The Competition Tribunal yesterday clarified why it had only granted Northam Platinum limited rights to participate in the merger proceedings of Impala Platinum (Implats) and Royal Bafokeng Platinum (RBPlat), saying “on the public interest grounds, we found that Northam has little to add”.
This as it noted that, as a rival bidder for RBPlats, Northam had every incentive to delay and scupper the deal.
It has been battle royal between Implats and Northam to acquire RBPlat, but Implats got the upper hand.
This as Implats on Monday bought more shares in RBPlat, taking its shareholding to 37.93 percent of RBPlat’s shares in issue, with its sites set on buying more, while Northam has a 34 percent interest in RBPlat.
Earlier this year when the Competition Commission had recommended to the Tribunal that the deal be approved, Northam sought to intervene in merger proceedings. But both Implats and RBPlat tried to scupper this move.
The Tribunal granted Northam’s participation in the merger proceedings, but it was limited to making written and oral submissions on the vertical effects of the proposed merger, including the effect on competition in the local upstream market for the production and sale of primary concentrate; and the extent to which the merger effects could be prejudicial to junior miners in South Africa.
The hearings were heard last month.
The Tribunal said yesterday: “As a rival bidder for RBPlats, Northam has every incentive to delay and scupper the deal. It is aware that Implats’ public offer is time-sensitive with a longstop date of August 8, 2022.
“Furthermore, Northam as a rival bidder also stands the most to gain, commercially, than any other market participant, from access to Implats’ confidential information, which in this case would include competitively sensitive information,” the Tribunal said.

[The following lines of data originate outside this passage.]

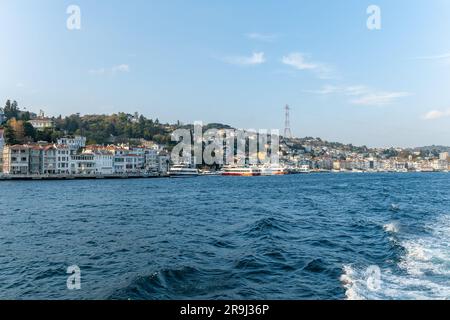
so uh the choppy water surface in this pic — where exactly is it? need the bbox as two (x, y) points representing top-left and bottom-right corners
(0, 173), (449, 300)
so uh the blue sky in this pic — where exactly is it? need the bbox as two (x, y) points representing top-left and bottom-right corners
(1, 0), (450, 147)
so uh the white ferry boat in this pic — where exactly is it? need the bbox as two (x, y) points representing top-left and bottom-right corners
(298, 165), (311, 174)
(168, 164), (199, 178)
(260, 165), (288, 176)
(222, 166), (262, 176)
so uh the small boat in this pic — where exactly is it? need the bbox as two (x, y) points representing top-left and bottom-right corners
(169, 164), (199, 178)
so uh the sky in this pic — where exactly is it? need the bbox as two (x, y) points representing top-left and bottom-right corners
(1, 0), (450, 147)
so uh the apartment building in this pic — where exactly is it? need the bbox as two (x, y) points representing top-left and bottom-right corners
(2, 145), (30, 175)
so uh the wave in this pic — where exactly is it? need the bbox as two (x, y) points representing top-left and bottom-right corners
(109, 266), (239, 300)
(341, 214), (450, 300)
(243, 217), (291, 237)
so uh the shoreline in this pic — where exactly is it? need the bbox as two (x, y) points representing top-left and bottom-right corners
(0, 170), (447, 181)
(0, 173), (168, 181)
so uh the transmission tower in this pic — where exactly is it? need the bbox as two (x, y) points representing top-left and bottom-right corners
(284, 105), (293, 139)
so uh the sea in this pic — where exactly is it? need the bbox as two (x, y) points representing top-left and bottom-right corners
(0, 173), (449, 300)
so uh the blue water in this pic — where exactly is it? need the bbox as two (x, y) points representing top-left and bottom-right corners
(0, 173), (449, 300)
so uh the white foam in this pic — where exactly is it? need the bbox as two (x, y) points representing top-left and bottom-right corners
(342, 214), (450, 300)
(340, 265), (365, 300)
(384, 222), (399, 233)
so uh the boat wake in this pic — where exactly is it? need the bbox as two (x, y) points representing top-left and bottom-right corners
(341, 214), (450, 300)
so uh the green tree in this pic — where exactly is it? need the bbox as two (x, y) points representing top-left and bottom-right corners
(4, 124), (17, 145)
(3, 100), (20, 120)
(23, 122), (37, 141)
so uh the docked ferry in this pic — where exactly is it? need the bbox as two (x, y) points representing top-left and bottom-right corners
(168, 164), (199, 178)
(222, 166), (262, 176)
(260, 165), (288, 176)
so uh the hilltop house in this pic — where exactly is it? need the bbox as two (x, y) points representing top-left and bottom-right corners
(29, 110), (54, 131)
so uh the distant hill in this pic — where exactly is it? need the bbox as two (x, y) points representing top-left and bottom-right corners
(411, 145), (450, 153)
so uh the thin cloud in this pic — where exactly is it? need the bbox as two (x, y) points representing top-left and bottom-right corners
(306, 85), (368, 97)
(307, 85), (411, 106)
(89, 68), (106, 75)
(224, 52), (266, 66)
(112, 64), (130, 73)
(424, 109), (450, 120)
(245, 33), (279, 42)
(281, 52), (333, 79)
(89, 64), (130, 75)
(351, 92), (411, 106)
(413, 53), (450, 65)
(414, 53), (450, 61)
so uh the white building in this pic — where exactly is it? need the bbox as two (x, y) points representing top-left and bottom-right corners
(42, 145), (57, 174)
(2, 145), (30, 175)
(93, 151), (114, 175)
(144, 149), (159, 173)
(432, 159), (448, 171)
(55, 145), (71, 174)
(69, 154), (96, 175)
(110, 146), (146, 174)
(57, 136), (87, 151)
(29, 117), (54, 131)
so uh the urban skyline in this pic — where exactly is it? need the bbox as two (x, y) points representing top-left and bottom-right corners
(1, 102), (449, 150)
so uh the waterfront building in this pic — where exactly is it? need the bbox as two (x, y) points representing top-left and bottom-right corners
(108, 146), (146, 174)
(0, 110), (5, 124)
(110, 147), (128, 174)
(69, 154), (96, 175)
(42, 145), (57, 174)
(2, 145), (30, 175)
(432, 158), (448, 171)
(83, 146), (114, 175)
(144, 149), (159, 173)
(28, 145), (42, 174)
(127, 147), (146, 171)
(55, 145), (71, 174)
(93, 150), (114, 175)
(0, 128), (4, 172)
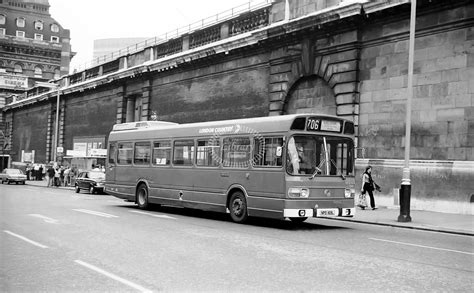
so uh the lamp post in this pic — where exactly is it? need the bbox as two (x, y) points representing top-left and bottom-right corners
(398, 0), (417, 223)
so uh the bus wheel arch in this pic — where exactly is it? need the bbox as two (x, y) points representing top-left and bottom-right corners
(136, 182), (149, 209)
(227, 187), (249, 223)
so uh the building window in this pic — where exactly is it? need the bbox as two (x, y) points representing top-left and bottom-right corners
(0, 28), (5, 36)
(16, 17), (25, 27)
(34, 66), (42, 78)
(54, 68), (60, 79)
(0, 14), (5, 25)
(51, 36), (59, 43)
(16, 31), (25, 38)
(50, 23), (59, 32)
(14, 64), (23, 74)
(34, 33), (43, 41)
(34, 21), (43, 30)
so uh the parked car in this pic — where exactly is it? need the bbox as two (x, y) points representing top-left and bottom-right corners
(74, 170), (106, 194)
(0, 168), (27, 185)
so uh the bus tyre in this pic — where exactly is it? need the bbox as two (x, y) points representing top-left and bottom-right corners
(229, 191), (248, 223)
(289, 217), (308, 223)
(136, 184), (149, 209)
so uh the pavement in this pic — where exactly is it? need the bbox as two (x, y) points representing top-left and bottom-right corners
(22, 179), (474, 236)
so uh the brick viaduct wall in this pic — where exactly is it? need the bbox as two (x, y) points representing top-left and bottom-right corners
(3, 0), (473, 213)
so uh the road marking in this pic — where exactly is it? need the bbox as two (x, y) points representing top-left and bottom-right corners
(4, 230), (48, 249)
(130, 210), (177, 220)
(72, 209), (118, 218)
(28, 214), (59, 224)
(75, 260), (151, 293)
(369, 238), (474, 255)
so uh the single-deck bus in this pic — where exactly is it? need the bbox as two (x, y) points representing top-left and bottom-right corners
(105, 114), (356, 223)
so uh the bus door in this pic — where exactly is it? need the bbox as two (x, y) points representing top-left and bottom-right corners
(106, 142), (117, 184)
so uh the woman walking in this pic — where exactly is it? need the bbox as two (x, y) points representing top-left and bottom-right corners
(361, 166), (380, 210)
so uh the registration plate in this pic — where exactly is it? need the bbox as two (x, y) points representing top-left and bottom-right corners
(316, 208), (339, 217)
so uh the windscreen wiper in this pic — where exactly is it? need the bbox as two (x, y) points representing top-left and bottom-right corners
(330, 159), (346, 180)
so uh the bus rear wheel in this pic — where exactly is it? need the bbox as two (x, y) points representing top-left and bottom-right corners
(136, 184), (149, 209)
(229, 191), (248, 223)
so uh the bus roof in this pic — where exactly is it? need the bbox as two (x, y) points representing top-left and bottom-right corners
(108, 114), (353, 141)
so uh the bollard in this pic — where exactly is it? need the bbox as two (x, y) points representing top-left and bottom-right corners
(398, 184), (412, 222)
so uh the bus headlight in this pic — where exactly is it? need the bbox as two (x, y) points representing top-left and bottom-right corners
(345, 188), (355, 198)
(288, 188), (310, 198)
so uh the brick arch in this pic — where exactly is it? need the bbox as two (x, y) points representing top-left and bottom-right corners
(283, 75), (336, 115)
(268, 47), (361, 139)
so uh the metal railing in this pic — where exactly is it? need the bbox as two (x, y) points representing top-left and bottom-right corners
(72, 0), (272, 72)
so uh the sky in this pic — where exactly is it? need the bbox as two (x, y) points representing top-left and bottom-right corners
(48, 0), (257, 72)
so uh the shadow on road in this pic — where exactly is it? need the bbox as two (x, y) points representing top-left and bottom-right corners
(115, 203), (349, 231)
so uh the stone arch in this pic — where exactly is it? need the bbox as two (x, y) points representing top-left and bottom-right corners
(283, 75), (336, 115)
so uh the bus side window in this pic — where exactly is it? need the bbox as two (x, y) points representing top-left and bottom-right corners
(173, 140), (195, 166)
(196, 138), (220, 167)
(117, 142), (133, 165)
(152, 141), (171, 166)
(253, 137), (283, 167)
(108, 143), (116, 165)
(222, 137), (250, 168)
(134, 142), (151, 165)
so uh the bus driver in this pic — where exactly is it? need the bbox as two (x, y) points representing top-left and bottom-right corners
(287, 137), (309, 175)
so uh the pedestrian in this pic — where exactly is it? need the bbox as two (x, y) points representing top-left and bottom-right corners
(64, 167), (70, 186)
(60, 166), (65, 186)
(54, 166), (61, 187)
(39, 164), (44, 180)
(361, 166), (381, 210)
(47, 165), (55, 187)
(26, 164), (31, 181)
(33, 164), (40, 180)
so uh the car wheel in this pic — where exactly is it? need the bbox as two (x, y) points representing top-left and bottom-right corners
(89, 186), (95, 194)
(289, 217), (308, 223)
(75, 184), (80, 193)
(136, 184), (149, 209)
(228, 191), (248, 223)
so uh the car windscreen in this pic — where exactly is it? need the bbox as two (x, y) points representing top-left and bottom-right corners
(89, 172), (105, 180)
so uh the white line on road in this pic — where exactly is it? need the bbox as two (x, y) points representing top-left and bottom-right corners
(74, 260), (151, 293)
(369, 237), (474, 255)
(130, 210), (177, 220)
(4, 230), (48, 249)
(72, 209), (118, 218)
(28, 214), (59, 224)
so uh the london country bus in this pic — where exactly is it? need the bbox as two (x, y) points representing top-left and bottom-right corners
(105, 114), (356, 223)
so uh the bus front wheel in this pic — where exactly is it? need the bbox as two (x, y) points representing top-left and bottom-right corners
(229, 191), (248, 223)
(136, 184), (149, 209)
(289, 217), (308, 223)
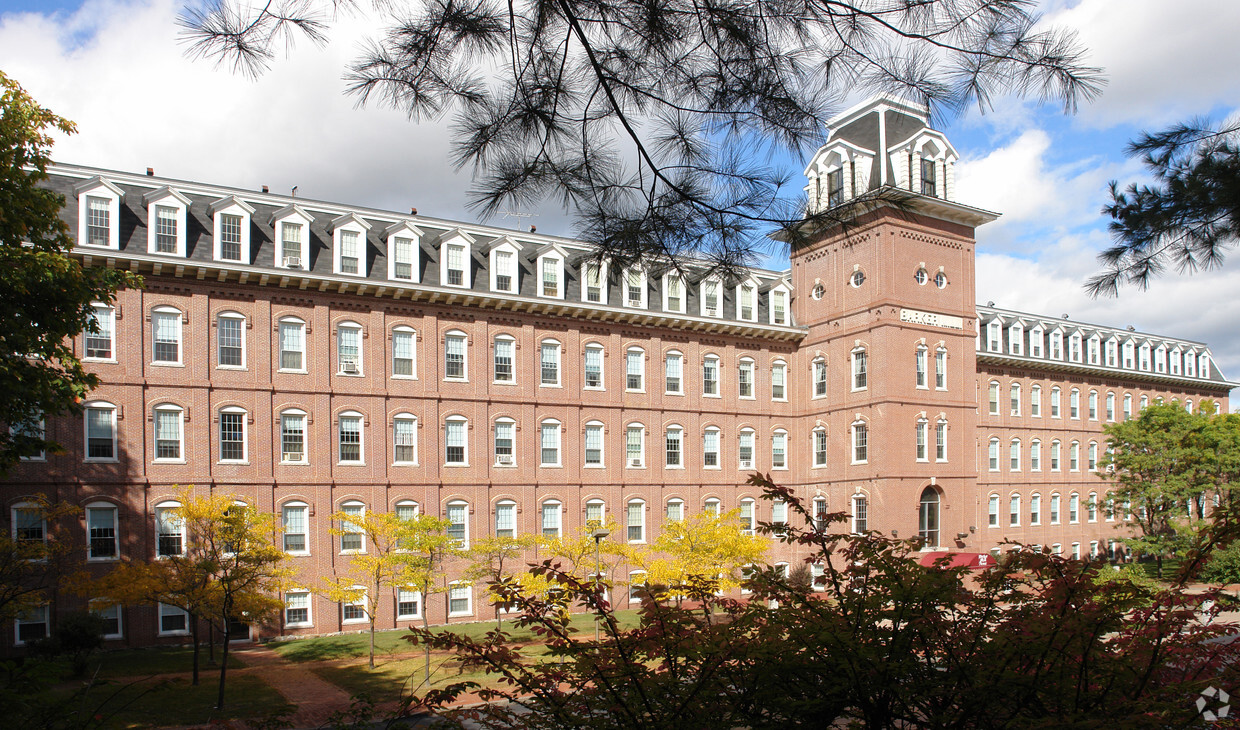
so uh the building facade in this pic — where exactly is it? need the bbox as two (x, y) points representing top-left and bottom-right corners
(4, 96), (1232, 648)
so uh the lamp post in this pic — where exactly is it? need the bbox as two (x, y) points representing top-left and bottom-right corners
(591, 526), (610, 642)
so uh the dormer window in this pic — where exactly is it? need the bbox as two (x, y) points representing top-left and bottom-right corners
(209, 196), (255, 264)
(1029, 326), (1043, 358)
(1008, 324), (1023, 356)
(769, 284), (791, 326)
(737, 280), (758, 322)
(1122, 341), (1135, 369)
(439, 229), (475, 289)
(623, 267), (647, 308)
(1170, 347), (1182, 375)
(385, 222), (423, 283)
(331, 213), (371, 276)
(827, 168), (844, 207)
(143, 187), (190, 257)
(269, 204), (314, 270)
(920, 157), (937, 196)
(486, 236), (520, 294)
(1050, 330), (1063, 360)
(663, 274), (685, 313)
(1069, 333), (1082, 363)
(1088, 336), (1100, 365)
(700, 278), (722, 317)
(74, 177), (123, 250)
(987, 321), (1001, 352)
(1185, 351), (1197, 377)
(582, 260), (607, 303)
(1106, 339), (1118, 367)
(1138, 343), (1151, 371)
(535, 243), (566, 299)
(1155, 345), (1167, 373)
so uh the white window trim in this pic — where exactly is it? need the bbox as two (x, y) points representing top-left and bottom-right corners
(341, 586), (369, 624)
(396, 588), (423, 620)
(626, 499), (647, 544)
(84, 303), (117, 363)
(584, 420), (606, 468)
(216, 311), (247, 370)
(277, 317), (308, 373)
(152, 404), (185, 463)
(336, 322), (364, 376)
(851, 420), (868, 464)
(625, 347), (645, 393)
(337, 411), (366, 466)
(143, 187), (191, 257)
(284, 590), (314, 628)
(738, 357), (756, 400)
(11, 501), (47, 547)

However, yesterday it shot down the junior miner public interest concerns among multiple other arguments by Northam to have been granted greater access to the proceedings.
Of note, it said that the fact that Northam was a rival bidder was relevant to the exercise of its discretion in this matter, balanced against the possible assistance an intervenor could provide it with.
The Tribunal said although Northam had conceded that it was a rival bidder, the firm had “went as far as suggesting” that the Tribunal ought to delay the assessment of the proposed merger, wait until the Commission had completed its assessment of the Northam proposed merger, and then somehow consolidate the two matters into one hearing at some future date - a point which it later disavowed during argument, the Tribunal said.
It also said, “There is no certainty that Northam will be allowed to submit a separate merger filing under Commission Rule 28, so the Commission’s investigation into its transaction has not taken place. Moreover, there is no legal basis for such a consolidation of merger proceedings at the Tribunal between two rivals as if this was a bidding process for a licence.
“The Tribunal is enjoined to assess the effects of a particular merger as set out in section 12A, and not to choose between winners and losers in a bidding war.“
The Tribunal said it had allowed Northam limited rights to participate because its unique position in the market could assist it in improving its understanding of the market dynamics at a local level.
It said Northam was a miner that straddled the gap between the junior and major players. As a mid-sized miner, it was both a customer of the larger players and a supplier to the smaller junior players.
“In balancing the potential delays, were Northam to be granted the full suite of procedural rights against the degree of assistance that Northam as a mid-level miner, who is both customer of the larger players and supplier to the junior miners, could provide us with, we have limited its participation to grant it entry on the issues that will be of most assistance to the Tribunal’s deliberation, while limiting Northam’s access to the confidential recommendation,” it concluded.